Mr. Gruff, obviously very angry,  pulled out, leaving a cloud of dust. An hour or so later we were back in Bakersfield and walked into the Field Office of the Bureau of Land Management.

A small world. As we went in, I was recognized by one whom I had known as a Range Conservationist in another District. Seeing who I was with, he took us to the Manager’s office and introduced me, saying some nice things about me. Mr. Gruff obviously needed no introduction.

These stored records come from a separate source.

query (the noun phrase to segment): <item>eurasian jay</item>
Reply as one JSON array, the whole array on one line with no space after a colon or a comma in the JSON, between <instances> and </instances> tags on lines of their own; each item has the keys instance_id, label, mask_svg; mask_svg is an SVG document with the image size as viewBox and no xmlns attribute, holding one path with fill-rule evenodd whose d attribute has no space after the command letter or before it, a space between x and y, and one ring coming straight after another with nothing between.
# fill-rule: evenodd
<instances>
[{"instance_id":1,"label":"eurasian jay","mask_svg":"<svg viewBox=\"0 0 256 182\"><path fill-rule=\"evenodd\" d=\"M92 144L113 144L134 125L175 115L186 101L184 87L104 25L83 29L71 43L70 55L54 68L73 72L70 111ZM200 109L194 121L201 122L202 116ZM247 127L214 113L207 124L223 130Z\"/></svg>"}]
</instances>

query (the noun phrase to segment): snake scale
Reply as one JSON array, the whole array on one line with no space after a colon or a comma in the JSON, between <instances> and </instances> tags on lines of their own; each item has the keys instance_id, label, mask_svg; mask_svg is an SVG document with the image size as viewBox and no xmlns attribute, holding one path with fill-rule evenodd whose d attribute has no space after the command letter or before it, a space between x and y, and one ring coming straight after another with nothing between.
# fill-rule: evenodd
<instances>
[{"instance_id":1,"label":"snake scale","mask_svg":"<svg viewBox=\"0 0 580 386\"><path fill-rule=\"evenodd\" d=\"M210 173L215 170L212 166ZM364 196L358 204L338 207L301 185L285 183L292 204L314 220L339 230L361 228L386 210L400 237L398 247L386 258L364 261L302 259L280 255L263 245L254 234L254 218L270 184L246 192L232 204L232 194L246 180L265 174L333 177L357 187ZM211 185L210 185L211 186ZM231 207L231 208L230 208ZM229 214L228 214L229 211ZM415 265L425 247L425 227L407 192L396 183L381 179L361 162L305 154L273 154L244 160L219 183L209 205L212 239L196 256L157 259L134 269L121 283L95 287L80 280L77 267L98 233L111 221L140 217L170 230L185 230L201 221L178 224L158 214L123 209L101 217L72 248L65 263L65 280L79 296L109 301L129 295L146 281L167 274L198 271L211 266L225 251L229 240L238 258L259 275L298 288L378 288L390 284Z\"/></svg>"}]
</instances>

The Manager was very cordial, asking Mr. Gruff and me to sit down, and immediately said that he assumed that Mr. Gruff had told me a cockamamy story about college girls and Kit Foxes. Before my repeating Mr. Gruff’s story,  he wanted to tell me he had scheduled a half day for an investigation within a week or so. In the meantime, if I insisted, he would follow us out there that very afternoon. We would be followed, he said, by folks from the local television station who would have received a routine notification. And if he found the story of Mr. Gruff to be accurate, he would do what he could to arrest the girls and issue a citation, with the whole episode being recorded for the evening news; and would be repeated in the local news, probably the regional news, and perhaps the national news. All of which almost certainly would provide the venue for the girls to deplore livestock grazing the public land at the cost of jeopardizing endangered species- of course, with the complicity of the federal agency.

On the other hand if he conducted his investigation as scheduled, he would expect to suffer temperatures that were forecast to rise and exceed 125 degrees continuously by then. He said that he suspected he would then be unable to find any college girls or Kit Foxes, and that the story of Mr. Gruff was what he now believed it to be, just a story.  So, he said, the choice was mine. I told the Manager that I would speak further to Mr. Gruff and if we were to go out that afternoon, I would return immediately and the caravan could proceed.

Leaving his office, I told Mr. Gruff that I was about to give him the best and least expensive advice he would ever receive. That is, cut short my hourly rate, and immediately take me to the airport to reserve the next flight to Boise.

It was the following morning, and when Mr. Gruff picked me up at the motel to take me to the airport,  he brought with him a large box of frozen New York and T-Bone steaks which he gave me with the most profound thanks I think I ever received from a client – for doing nothing.

I felt better during the trip back home.